This'll be a long post so get a cup of coffee or whatever your poison of choice is.
Sooooo, from all my digging around, Python based External Monitors are something that nobody talks about, has gotten right or maybe they just keep the solution to themselves or have realised the futility of python for advanced external monitors.
I am unfortunately pretty stubborn when I am faced with an interesting challenge so like a dog with a bone persisted until I got everything working except the actual F5 monitoring part. Bear in mind I am no coder, I'm ok at python, I know F5's relatively well and this is my first external monitor that I have written.
The shyte part is that there is, as far as I have seen, no information on using python for external monitors other than a couple of mentions here and there saying that it is possible.
As many of you know F5's current Radius monitor will only mark a member up when it has a successful login against a user account and has no means of establishing a connection then simply testing for ANY valid radius response regardless of whether the account supplied is valid or not.
This effectively shuts out the use of the F5 Radius monitor for Two Factor Auth systems where security is stringent enough to disallow the use of a single factor auth account with a fixed password for monitoring purposes.
To try solve this I wrote up this python script that will establish a connection to a radius server regardless of the number of auth factors it requires, it will then fire off a bogus(or not) authentication attemmpt to the radius server.
It's pretty crude, but as long as the connection doesn't time out there will be some sort of response from the radius server which will result in the script writing to stdout so that the F5 will mark the member as up. If there is a timeout the script's exit code is zero with no output so that the member will be marked as down.
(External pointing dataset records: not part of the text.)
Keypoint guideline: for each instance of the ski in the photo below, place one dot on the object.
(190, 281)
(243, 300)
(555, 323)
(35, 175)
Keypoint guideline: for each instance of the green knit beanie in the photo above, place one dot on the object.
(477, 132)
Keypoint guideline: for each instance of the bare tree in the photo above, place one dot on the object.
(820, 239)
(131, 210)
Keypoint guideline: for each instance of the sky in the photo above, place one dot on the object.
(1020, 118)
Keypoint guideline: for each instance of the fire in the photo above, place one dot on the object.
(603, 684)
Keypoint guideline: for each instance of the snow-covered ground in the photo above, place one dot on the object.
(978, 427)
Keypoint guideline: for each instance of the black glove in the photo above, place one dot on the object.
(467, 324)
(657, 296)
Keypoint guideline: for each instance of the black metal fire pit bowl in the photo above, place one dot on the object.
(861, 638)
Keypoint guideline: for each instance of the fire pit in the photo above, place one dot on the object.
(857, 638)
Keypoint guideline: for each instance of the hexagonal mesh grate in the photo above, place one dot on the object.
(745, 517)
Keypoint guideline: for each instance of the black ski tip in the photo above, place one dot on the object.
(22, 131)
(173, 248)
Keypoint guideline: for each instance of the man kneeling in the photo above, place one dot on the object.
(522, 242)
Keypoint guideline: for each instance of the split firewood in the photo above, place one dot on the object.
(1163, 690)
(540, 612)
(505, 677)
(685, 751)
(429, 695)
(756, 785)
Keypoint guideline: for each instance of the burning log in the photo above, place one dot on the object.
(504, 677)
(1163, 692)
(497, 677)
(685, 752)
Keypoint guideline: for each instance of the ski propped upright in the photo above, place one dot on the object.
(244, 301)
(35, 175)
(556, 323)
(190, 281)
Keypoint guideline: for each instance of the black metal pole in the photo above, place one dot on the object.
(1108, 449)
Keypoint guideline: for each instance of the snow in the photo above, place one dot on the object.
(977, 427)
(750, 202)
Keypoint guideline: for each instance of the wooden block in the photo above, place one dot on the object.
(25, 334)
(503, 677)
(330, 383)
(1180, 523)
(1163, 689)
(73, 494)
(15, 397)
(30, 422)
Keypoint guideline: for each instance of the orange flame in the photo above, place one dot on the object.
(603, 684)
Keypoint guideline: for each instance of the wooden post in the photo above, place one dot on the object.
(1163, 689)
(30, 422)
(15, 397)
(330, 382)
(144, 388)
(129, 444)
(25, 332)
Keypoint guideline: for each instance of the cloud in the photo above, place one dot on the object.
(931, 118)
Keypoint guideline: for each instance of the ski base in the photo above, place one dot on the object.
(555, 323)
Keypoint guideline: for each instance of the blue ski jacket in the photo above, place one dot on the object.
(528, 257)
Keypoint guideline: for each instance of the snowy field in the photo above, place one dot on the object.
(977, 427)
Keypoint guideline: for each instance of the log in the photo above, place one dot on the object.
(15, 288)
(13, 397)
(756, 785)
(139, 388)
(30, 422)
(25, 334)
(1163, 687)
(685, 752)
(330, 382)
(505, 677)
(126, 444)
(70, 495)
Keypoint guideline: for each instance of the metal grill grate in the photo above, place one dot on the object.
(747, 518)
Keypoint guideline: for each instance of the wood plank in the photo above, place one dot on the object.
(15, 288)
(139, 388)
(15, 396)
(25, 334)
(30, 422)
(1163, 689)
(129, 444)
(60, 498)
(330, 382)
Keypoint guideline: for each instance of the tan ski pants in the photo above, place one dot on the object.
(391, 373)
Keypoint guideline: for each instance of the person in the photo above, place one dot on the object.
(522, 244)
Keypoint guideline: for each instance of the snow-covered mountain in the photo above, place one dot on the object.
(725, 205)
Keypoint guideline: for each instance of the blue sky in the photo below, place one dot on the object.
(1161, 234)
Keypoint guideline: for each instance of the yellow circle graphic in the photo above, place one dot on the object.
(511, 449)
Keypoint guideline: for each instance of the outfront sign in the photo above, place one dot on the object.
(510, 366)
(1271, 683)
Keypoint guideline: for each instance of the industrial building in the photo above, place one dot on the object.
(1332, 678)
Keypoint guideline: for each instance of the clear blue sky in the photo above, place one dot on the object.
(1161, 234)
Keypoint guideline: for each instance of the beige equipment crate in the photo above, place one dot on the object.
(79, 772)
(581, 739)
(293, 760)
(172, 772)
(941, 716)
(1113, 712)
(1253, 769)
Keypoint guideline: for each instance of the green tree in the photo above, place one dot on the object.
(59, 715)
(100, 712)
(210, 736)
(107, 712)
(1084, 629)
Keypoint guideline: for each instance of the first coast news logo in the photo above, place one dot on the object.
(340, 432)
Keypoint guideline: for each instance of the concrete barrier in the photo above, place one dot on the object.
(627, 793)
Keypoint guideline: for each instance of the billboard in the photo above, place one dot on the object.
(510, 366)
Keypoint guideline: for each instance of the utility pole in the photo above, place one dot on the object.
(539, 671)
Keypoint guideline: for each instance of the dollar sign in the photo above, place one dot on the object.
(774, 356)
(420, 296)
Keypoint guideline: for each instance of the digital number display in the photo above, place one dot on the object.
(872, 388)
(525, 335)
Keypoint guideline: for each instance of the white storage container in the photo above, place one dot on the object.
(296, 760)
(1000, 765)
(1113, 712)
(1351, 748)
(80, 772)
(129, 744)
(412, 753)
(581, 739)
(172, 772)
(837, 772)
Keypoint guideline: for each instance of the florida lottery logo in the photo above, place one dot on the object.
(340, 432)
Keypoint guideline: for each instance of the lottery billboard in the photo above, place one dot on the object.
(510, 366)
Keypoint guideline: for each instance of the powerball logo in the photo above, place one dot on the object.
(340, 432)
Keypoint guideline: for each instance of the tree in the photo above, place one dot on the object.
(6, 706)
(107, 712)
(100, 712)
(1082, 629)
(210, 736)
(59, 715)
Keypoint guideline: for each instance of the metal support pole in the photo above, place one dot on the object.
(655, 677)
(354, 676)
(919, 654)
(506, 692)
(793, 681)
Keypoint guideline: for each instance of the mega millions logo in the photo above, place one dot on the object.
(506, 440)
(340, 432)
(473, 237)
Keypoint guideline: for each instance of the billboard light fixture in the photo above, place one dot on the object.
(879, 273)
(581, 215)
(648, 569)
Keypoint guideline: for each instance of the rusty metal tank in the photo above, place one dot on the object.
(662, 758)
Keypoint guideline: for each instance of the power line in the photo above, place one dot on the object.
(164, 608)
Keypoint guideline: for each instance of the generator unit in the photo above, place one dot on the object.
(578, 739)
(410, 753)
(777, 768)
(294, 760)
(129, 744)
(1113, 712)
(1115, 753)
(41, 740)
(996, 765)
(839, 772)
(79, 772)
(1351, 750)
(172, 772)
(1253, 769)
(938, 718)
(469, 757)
After importing the script it works like a charm when run from /config/filestore/files_d/Common_d/external_monitor_d/ with the various options. It happily handles the ::ffff: prefix to the IPv4 addresses as well as strips, for now, the routing domain tag in case it's appened to the address, but when it is executed as part of a monitor it fails.
For the life of me I can't figure out why and nor have I figured out how to do a detailed debug of the script and what parameters are being handed to it at execution by the F5. So this is where you guys and gals come in and hopefully you can help.
The issues I have are as follows:
I don't know if I'm envoking the python shebang correctly for F5.
Unable to debug the script and /var/log/monitors/Common_radius_monitor.log doesn't have anything relating to script runtime errors.
Inspite of using a Syslog handler to try write to syslog-ng I'm unable to output to /var/log/ltm so there isn't anything useful in there (for now).
This entire thing might be a complete non-starter if the F5 is super strict about code execution and is shutting out my use of the six and radius modules stored in /config/eav/, but without a run-time debug I can't tell what it's problem is.
Unfortunately because of the length of the code and this description I've had to add my script via code share:
External Radius Monitor using Python
I found part of the problem around the execution, I setup a raw text dump in the script and noticed that because I had enabled monitor logging on my pool member in the test pool the F5 was supplying two additional command line arguments that were breaking my code.
So for future awareness, if you enable monitor logging on the pool member you'll get two additional arguments, one stating "log", the second being the the log file which will in /var/log/monitor/...
Aside from that I can see my code is working and connecting, but it is failing to generate an output that is acceptable to the F5. Once I have fixed this and built in some input sanitation I'll update my codeshare.
I think I have it all nailed down now. I switched over to using ENV variables entirely, cleaned up the script quite a bit and added additional capabilities and options.
I've updated the CodeShare and will update the notes on it and I'll update the answer field for this question tomorrow :)
This is not a non-starter, I got the script up and running as a working monitor. Using the environment variables turns out to be the cleanest way to hand information into the script at run time however I have added the ability to override the environment variables when running from the command line.
The remaining issue with the monitor is that when run as a monitor, valid credentials with a current dynamic token value results in a failed auth while the exact same credentials via command line while the token is still valid results in a successful auth.
This happens whether one uses the Environment Variable or the Arguments field in the monitor. Either way the response is a valid radius response so it marks the pool members up as it should.
I feel that this problem is outside of the scope of this question and is likely due to some idiosyncrasy with the monitor variables/arguments so I'll close this query off, but if you have any comments or solutions feel free to post.